Muhammad Ali on Race and Marriage
December 26, 2011
IN THIS 1971 BBC interview, Muhammad Ali passionately defends racial identity and explains why he objects to interracial marriage. It’s well worth watching for his unapologetic and commonsense arguments. Sir Michael Parkinson, his interviewer, is a typical liberal sap. He insists that the races are all the same and only “society has made us different.” To which Ali instantly responds, “No, God made us different.”
Ali is applauded by the audience. “It’s nature to just want to be with your own,” he says. “I want to be with my own…. You a hater of your people if you don’t want to stay who you are. Are you ashamed of what God made you? God didn’t make no mistake when he made us all as we are.”
“I think that’s a philosophy of despair,” Parkinson says.
“Despair?” Ali says. “That ain’t no despair. [applause] I tell you no woman on this earth … can please me like my American black woman… I want to be with my own. I love my people.”
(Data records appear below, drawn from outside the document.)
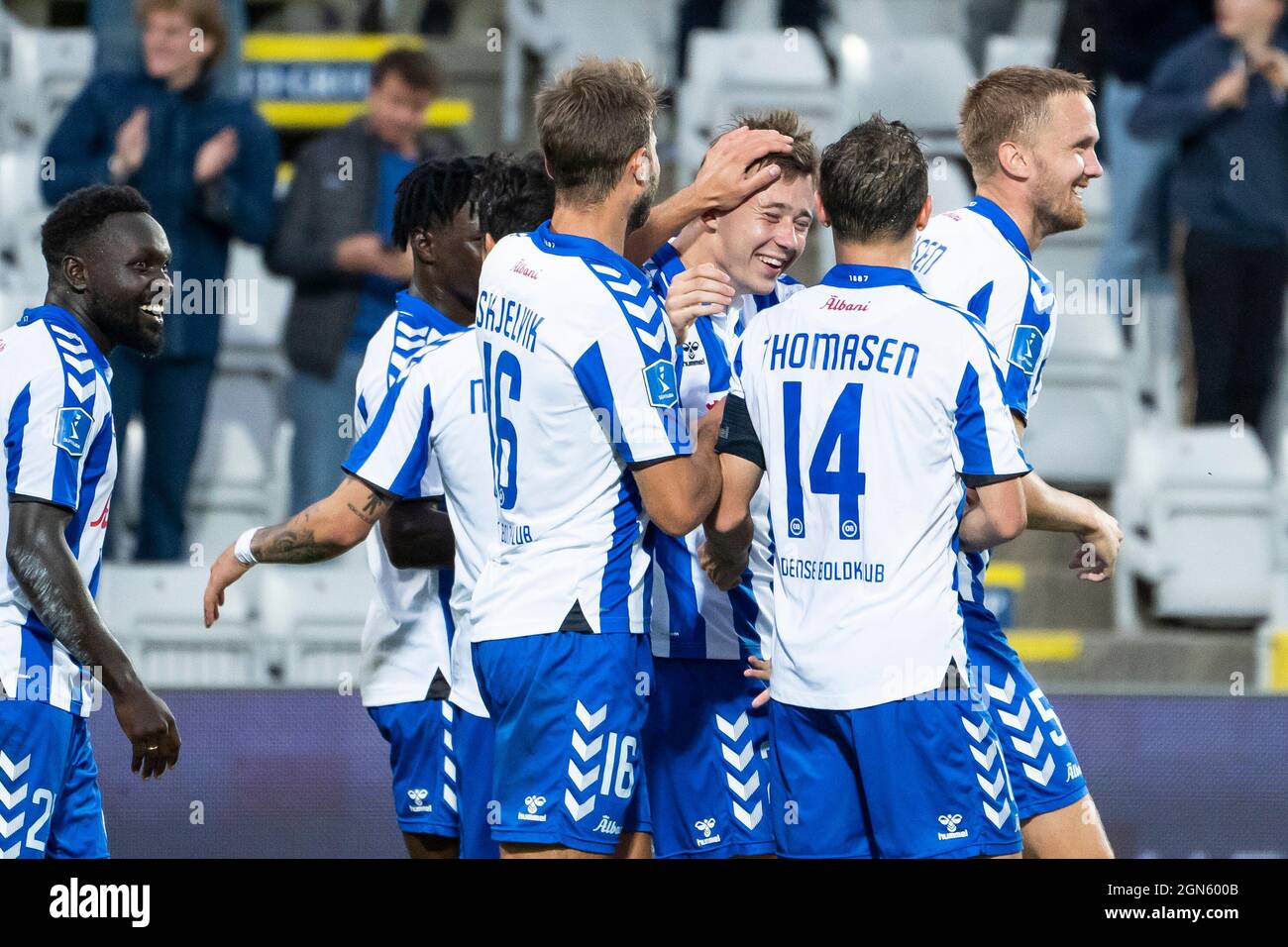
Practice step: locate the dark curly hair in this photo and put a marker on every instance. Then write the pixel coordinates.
(432, 195)
(514, 195)
(78, 215)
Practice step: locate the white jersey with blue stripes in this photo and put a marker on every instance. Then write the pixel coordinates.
(580, 375)
(406, 639)
(55, 412)
(692, 617)
(434, 418)
(874, 406)
(978, 260)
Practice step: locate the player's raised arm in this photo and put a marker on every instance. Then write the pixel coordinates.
(1057, 510)
(327, 528)
(47, 573)
(681, 491)
(742, 464)
(722, 183)
(992, 463)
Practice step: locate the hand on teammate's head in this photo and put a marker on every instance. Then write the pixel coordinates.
(724, 180)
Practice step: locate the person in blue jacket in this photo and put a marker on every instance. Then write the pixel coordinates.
(207, 166)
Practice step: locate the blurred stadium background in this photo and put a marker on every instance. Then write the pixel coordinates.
(1166, 681)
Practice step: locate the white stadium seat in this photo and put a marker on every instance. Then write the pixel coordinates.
(1080, 431)
(732, 72)
(316, 615)
(1008, 50)
(156, 612)
(915, 78)
(42, 71)
(1198, 509)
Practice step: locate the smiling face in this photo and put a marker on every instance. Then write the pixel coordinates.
(450, 260)
(124, 269)
(1064, 161)
(759, 240)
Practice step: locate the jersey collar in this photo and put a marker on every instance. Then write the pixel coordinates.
(669, 263)
(1004, 223)
(425, 315)
(58, 316)
(587, 248)
(850, 275)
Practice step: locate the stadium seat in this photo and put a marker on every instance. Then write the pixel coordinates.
(42, 71)
(558, 34)
(1039, 18)
(1009, 50)
(1198, 509)
(915, 78)
(22, 266)
(949, 184)
(156, 612)
(258, 330)
(732, 72)
(316, 615)
(20, 170)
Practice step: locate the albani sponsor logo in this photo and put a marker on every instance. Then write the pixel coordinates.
(838, 304)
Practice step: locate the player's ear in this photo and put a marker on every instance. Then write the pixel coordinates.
(423, 248)
(73, 273)
(1014, 161)
(642, 166)
(923, 215)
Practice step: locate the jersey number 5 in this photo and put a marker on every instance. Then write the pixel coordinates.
(840, 438)
(505, 438)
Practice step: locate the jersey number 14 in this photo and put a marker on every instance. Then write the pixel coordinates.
(840, 438)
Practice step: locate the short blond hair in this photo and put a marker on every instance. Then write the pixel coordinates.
(590, 120)
(802, 159)
(1010, 105)
(205, 16)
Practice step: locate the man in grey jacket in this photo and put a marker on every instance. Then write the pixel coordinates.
(334, 240)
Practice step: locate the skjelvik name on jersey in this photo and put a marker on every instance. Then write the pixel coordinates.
(507, 317)
(836, 352)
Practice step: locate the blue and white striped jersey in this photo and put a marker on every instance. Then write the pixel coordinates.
(692, 617)
(579, 368)
(55, 411)
(434, 416)
(406, 638)
(874, 406)
(978, 260)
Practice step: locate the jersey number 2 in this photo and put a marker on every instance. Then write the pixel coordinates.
(840, 438)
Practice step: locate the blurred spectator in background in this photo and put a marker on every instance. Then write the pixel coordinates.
(116, 40)
(1222, 94)
(207, 165)
(1132, 37)
(335, 241)
(707, 14)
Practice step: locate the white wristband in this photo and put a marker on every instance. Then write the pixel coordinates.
(243, 549)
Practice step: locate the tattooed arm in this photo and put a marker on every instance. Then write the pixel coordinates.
(327, 528)
(47, 573)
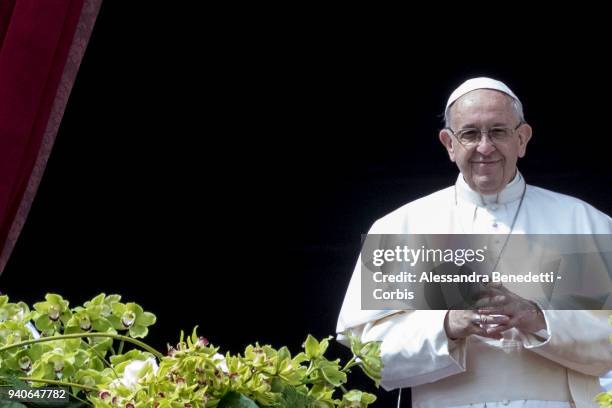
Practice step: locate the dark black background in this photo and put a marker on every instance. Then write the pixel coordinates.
(219, 169)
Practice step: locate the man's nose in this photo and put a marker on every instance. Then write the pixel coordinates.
(485, 146)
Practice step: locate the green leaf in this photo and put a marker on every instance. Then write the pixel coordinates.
(146, 319)
(235, 400)
(311, 346)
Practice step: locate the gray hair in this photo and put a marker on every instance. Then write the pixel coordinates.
(516, 105)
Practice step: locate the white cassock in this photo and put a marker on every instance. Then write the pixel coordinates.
(552, 368)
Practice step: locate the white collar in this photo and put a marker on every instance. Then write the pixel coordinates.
(512, 192)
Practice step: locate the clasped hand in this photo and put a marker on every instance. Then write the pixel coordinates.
(496, 310)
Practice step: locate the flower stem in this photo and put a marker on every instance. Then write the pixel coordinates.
(81, 335)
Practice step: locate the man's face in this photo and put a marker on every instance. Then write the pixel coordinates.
(486, 167)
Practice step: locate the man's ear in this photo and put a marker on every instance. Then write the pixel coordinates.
(524, 135)
(447, 140)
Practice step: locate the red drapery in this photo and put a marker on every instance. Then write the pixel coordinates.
(41, 46)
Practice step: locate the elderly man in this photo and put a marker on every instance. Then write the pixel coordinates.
(511, 354)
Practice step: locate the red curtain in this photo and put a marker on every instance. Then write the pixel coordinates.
(41, 46)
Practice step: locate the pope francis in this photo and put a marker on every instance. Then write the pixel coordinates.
(509, 353)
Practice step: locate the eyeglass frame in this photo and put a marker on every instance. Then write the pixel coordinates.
(482, 132)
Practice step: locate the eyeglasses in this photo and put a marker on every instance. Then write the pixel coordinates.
(470, 137)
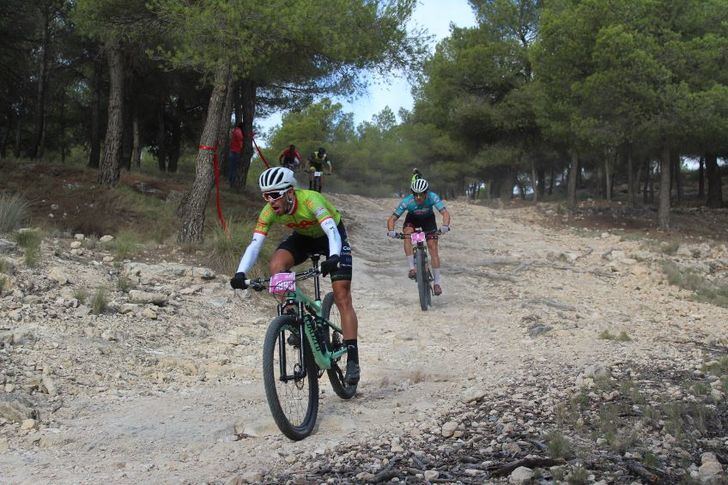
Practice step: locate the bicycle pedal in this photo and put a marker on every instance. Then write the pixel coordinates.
(294, 340)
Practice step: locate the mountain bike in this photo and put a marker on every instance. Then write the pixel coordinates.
(423, 275)
(301, 343)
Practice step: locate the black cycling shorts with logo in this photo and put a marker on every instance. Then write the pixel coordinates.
(426, 222)
(302, 247)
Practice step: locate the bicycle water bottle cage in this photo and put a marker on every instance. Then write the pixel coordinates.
(418, 237)
(281, 283)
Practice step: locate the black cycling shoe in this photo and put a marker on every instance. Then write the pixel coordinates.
(352, 373)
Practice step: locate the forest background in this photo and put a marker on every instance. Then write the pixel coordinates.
(563, 99)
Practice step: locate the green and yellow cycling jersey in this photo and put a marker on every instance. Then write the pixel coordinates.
(310, 209)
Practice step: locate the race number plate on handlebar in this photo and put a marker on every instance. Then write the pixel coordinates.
(281, 283)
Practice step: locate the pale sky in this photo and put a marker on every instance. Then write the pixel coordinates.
(435, 16)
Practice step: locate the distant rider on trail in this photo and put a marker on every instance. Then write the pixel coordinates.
(290, 158)
(418, 206)
(316, 164)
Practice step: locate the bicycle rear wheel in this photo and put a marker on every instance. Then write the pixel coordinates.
(290, 377)
(423, 280)
(335, 341)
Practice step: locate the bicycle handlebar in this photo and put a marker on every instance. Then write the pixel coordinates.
(401, 235)
(260, 284)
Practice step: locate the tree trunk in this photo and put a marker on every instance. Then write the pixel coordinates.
(194, 203)
(127, 137)
(677, 167)
(62, 125)
(36, 149)
(573, 174)
(136, 148)
(701, 178)
(17, 136)
(715, 191)
(95, 142)
(541, 182)
(551, 181)
(111, 161)
(176, 139)
(249, 95)
(631, 189)
(6, 134)
(663, 209)
(608, 177)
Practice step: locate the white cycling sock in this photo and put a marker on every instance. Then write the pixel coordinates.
(411, 261)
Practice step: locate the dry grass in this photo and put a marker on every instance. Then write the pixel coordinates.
(99, 302)
(14, 212)
(703, 289)
(30, 240)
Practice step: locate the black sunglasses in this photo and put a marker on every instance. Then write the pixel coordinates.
(273, 195)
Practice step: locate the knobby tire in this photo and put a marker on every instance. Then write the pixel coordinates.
(423, 282)
(287, 401)
(335, 341)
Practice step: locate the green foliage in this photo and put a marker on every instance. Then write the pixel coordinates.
(558, 445)
(14, 212)
(81, 295)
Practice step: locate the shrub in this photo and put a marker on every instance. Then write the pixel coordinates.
(558, 445)
(30, 240)
(14, 212)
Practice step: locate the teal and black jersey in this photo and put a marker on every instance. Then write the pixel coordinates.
(410, 205)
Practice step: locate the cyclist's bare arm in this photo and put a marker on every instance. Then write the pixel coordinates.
(445, 217)
(391, 222)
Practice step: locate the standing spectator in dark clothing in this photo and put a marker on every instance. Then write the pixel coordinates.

No white person could make the same arguments today without risking his livelihood and accusations of serious psychological illness. Was Ali sick and evil when he defended racial identity? No, he was the most normal of men. He was healthy and honest.
— Comments —
Buck, who sent the video, writes:
Ali’s take on this important subject was another thing, that, as a very young man, I admired about him. He had a unique and very effective way of expressing himself.
Hannon writes:
Thanks so much for posting this. It exceeded my expectations and was a superb display of the chasm between the truly sick modern liberal philosophy (in 1971 no less) and, as you say, a normal healthy view of the subject at hand. It was also an early and very powerful demonstration of British cultural suicide as against American exceptionalism. Of course, the BBC was the icing on the cake!